Autor: Olgierd Świerzewski
Tytuł: Master
Liczba stron: 528
Data wydania: 18 maja 2016 r.
Forma: książka papierowa
Wydawnictwo: Wydawnictwo Muza
Źródło: egzemplarz recenzencki
Bywają książki świetne, których przeczytanie trwa krótką chwilę. Są też dobre, których lektura trwa ładne kilka dni. Nie dzieje się tak, z powodu słabej jakości. Jest to dla mnie niezrozumiałe, ale czasami zdarza mi się, że długi czas spędzam przy jednym tytule.
Taka sytuacja miała miejsce przy "Masterze". Książka jest niezła, wiem, że zainteresuje grono osób, zwłaszcza mężczyzn. Tematem jest praca w korporacji.
Alex wiele przeszedł. Życie pokazało, że nie warto być słabym, a dużo osiągnąć można tylko za pomocą stanowczości i nie zawsze "czystych kroków, intencji.
Moim głównym "zarzutem" wobec "Mastera" jest to, że akcja toczy się wolno. Lubię, gdy jedno wydarzenie goni drugie i gdy jest dużo afer- zarówno związanych z życiem osobistym, jak i zawodowym, kryminalne też.
Jestem pełna podziwu, że Olgierdowi Świerzewskiemu udało się napisać tak interesującą książkę. Być może odłożyłabym ją wcześniej, jednak ciekawość zakończenia wygrała.

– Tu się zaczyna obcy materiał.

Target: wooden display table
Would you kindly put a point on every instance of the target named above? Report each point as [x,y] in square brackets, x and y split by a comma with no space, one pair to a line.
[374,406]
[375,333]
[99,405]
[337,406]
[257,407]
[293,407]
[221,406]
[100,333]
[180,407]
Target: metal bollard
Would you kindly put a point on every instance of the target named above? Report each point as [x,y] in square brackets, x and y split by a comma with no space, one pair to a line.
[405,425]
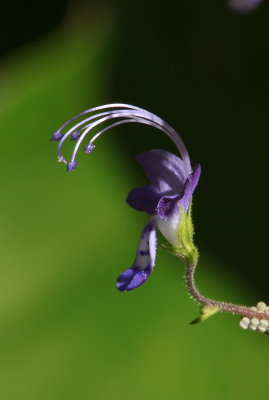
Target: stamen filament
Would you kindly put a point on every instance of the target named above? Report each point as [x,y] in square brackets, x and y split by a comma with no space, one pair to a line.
[130,114]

Alex bezpardonowo rozprawiał się ze swoimi wrogami, z przyjaciółmi również. Mam wrażenie, że wpływ na jego zachowanie miało odejście ojca i śmierć matki.
Z powieści wyłania się obraz firmy, korporacji i pracujących tam osób. Z tego wynika, że zatrudnione są tam osoby, dla których nadrzędną wartością jest pieniądz, a empatia, skromność, bezinteresowna pomoc nie są znane. Świat, w którym narkotyki i alkohol to sposób na zabawę, na lepszą koncentrację.
Moim zdaniem jest to krzywdzący stereotyp- pracują tam po prostu ludzie. Zdarzają się jednostki takie jak te opisane powyżej, jednak wydaje mi się, że są w mniejszości.
Zgadzam się z recenzją. Owszem, w korporacjach pracują zwykli ludzie, ale tu pokazany został szczyt stanowisk korporacyjnych, co już wydaje mi się czymś całkiem innym. Dla mnie prawie cale nieznanym. Polecam!
OdpowiedzUsuńW książce dokładnie przedstawiono, jak wygląda wyścig szczurów i jakie są konsekwencje tkwienia w nim. Ja nie mam nic do zarzucenia tej pozycji. Oby wiecej takich sie pojawiało.
OdpowiedzUsuńMi natomiast jej wolniejsze tempo bardzo podeszło do gustu, można było się naprawdę wkręcić.